L’avenir d’Exarchia n’est pas encore scellé. Le quartier est en pleine effervescence et lutte de toutes ses forces. Bien qu’il lui manque son centre, sa place, son point de référence, il refuse de céder. Il ne veut pas voir son histoire, sa vie et sa mémoire transformées en musée. Même dans les régions les plus isolées du pays et à l’étranger, la vendetta politique est manifeste. Plus que jamais, la résistance d’Exarchia est pleinement justifiée. Comme le proclame une banderole, « Aujourd’hui Exarchia, demain toute la ville ».
Le quartier est en pleine effervescence et lutte de toutes ses forces. Bien qu’il lui manque son centre, sa place, son point de référence, il refuse de céder.
[3] https://oximetrostinplateiaexarcheion. com/2022/11/02/δελτίο-τύπου-αίτησηακύρωσης-και-ανασ
[4] Friche urbaine occupée depuis 2009 et transformée en parc géré collectivement par ses usager·es : https://parkingparko.espivblogs.net
[5] Squat d’habitation accueillant depuis 2015 des personnes migrantes et réfugiées.
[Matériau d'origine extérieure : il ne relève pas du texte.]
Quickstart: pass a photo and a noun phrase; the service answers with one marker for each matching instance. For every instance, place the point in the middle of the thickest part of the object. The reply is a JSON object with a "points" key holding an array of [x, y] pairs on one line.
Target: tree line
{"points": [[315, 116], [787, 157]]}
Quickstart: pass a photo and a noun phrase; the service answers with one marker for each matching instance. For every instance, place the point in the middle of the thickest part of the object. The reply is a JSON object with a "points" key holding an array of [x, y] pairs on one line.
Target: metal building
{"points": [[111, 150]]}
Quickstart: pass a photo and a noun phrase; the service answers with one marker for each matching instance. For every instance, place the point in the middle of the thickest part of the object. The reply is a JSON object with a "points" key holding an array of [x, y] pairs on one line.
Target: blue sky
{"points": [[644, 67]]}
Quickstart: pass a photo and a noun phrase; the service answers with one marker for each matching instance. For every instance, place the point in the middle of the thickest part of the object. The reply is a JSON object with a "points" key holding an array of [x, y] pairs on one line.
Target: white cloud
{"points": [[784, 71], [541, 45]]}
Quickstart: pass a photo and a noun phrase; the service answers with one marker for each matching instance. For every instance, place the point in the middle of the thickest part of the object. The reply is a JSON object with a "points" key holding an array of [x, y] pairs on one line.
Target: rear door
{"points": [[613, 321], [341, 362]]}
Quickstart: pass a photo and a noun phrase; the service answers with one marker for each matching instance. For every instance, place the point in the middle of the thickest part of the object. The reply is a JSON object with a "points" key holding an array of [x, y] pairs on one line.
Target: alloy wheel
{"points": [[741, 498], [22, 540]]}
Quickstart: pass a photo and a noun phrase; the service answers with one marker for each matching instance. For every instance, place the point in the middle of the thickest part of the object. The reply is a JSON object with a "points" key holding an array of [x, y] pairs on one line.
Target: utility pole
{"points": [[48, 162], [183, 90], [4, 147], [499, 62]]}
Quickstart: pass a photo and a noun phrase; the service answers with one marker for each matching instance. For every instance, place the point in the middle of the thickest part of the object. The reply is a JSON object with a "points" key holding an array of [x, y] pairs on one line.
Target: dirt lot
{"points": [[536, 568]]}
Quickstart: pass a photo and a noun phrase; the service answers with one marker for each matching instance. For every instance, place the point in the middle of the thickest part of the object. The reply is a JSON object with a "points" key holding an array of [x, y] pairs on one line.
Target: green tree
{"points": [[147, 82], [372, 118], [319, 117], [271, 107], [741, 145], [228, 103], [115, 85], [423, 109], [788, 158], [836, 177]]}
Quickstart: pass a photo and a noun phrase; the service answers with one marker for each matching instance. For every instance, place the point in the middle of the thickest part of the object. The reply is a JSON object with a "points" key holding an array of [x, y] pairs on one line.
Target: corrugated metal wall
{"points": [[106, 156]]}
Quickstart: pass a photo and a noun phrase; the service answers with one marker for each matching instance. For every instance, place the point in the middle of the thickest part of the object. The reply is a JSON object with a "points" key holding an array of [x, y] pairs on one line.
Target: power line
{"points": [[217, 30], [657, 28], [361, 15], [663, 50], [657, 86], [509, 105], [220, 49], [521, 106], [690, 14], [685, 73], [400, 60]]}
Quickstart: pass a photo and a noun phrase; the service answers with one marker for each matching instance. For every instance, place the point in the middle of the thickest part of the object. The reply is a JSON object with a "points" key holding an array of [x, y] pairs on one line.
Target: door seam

[6] Le récent incendie qui a ravagé la seule forêt de l’île d’Hydra illustre bien la transformation du pays en parc d’attractions pour riches touristes. Cet embrasement a été causé par des feux d’artifice tirés en pleine canicule. Divertissement d’oligarques kazakhs, repartis sans être inquiétés tandis que les employés du bateau sont poursuivis en justice.